メルカリの通知欄を見て激怒した。僕が「いいね」したレコードプレーヤーに、「半額にできませんか?」的なコメントが連なっていたのだ。呆れた購入希望者どもだ、生かしておけぬ。僕は購入ボタンをポチっとした。「値下げコメントが醜いから、俺は設定価格で買わせていただく」と高らかに宣言した上で。


僕はちょっと前からそのレコードプレーヤーを買うかどうか迷っていた。
メルカリに出品されていたのと同じ機種のレコードプレーヤーを、よく行く店で使っていたのだ。レトロでカッコいいデザインをしているし、音質もチープながらも暖かい。
それで、気になって調べてみたら、メルカリにたまたま出品されていた。中国製のノーブランドもので、思っていたよりずっと安い。
とはいえ、衝動買いすると邪魔になるのも目に見えている。なにしろ、うちにはDTM用の大きなスピーカーもあるし、Amazon Echoも2台ある。再生機器は足りているのだ。
だから、とりあえずいいねをつけた上で、いったん寝かしていたのだ。もし誰かに買われてしまったら、単に縁がなかったと思えばいい。いつも図書室ですれ違う異性に感じる一方的な親密さとか、そういう心情に近いのかもしれない。

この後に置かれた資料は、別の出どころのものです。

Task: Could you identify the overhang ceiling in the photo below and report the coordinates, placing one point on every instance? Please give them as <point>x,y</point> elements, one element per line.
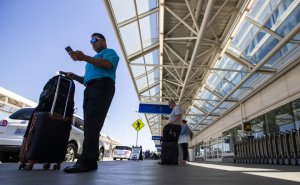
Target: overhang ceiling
<point>207,55</point>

ところが、あの憎き値下げコメント連中が峠の山賊のようにやってきてしまった。最初の1人は、いきなり半額近い値段を提示してきた。図々しくも送料込を求めている。「おいおい、このサイズで手数料も含めると、出品者が大損するじゃないか」と僕は呆れてしまった。山賊でも下着くらいは残すはずだ。出品者は何も反応を示さなかった。出品者も年の瀬に悪漢と戦う気はしなかったのだろう。心中を察してしまう。
2日後くらいに、別の山賊が1人目よりも少し高い金額を提示してきた。それでも、発送の手間とつり合わないだろう。すると、さらに別の山賊が草むらから飛び出してきて、「2人目より500円高い金額でどうですか」なんて言い始めた。
それを見た2人目の山賊が、「検討します」とコメントをする。
3人目を出品者のコメントと勘違いしたのだ。あまりにも醜すぎる。言うまでもなく、出品者は何もコメントしていない。

当初は静観しているつもりだった野次馬の僕も、このあまりにもメルカリズムがあふれるやりとりを見ていて、次第に腹が立ってきた。湖畔でぼんやりと本を読んでいたら、突然選挙カーが水面に突っ込んできたような気分だ。
そんなわけで、「あまりにも醜いやりとりなので、僕が希望価格で買います」とコメントを残し、ヒヒンと鼻を鳴らして、蹄で購入ボタンを押したわけである。めでたしめでたし。

そういうかくかくしかじかで、僕の家にレコードプレーヤーが届きました。レコード再生機能に加えてラジオ、bluetooth再生やCD、SDカードなどのメディアなどの再生機能もついているので、お得といえばお得である。
これから、ちょっとずつ好きなレコードも揃えていきたいですね。プレーヤー自体も電子レンジくらい大きいから、まだ存在感になれずにおっかなびっくりしているけれど。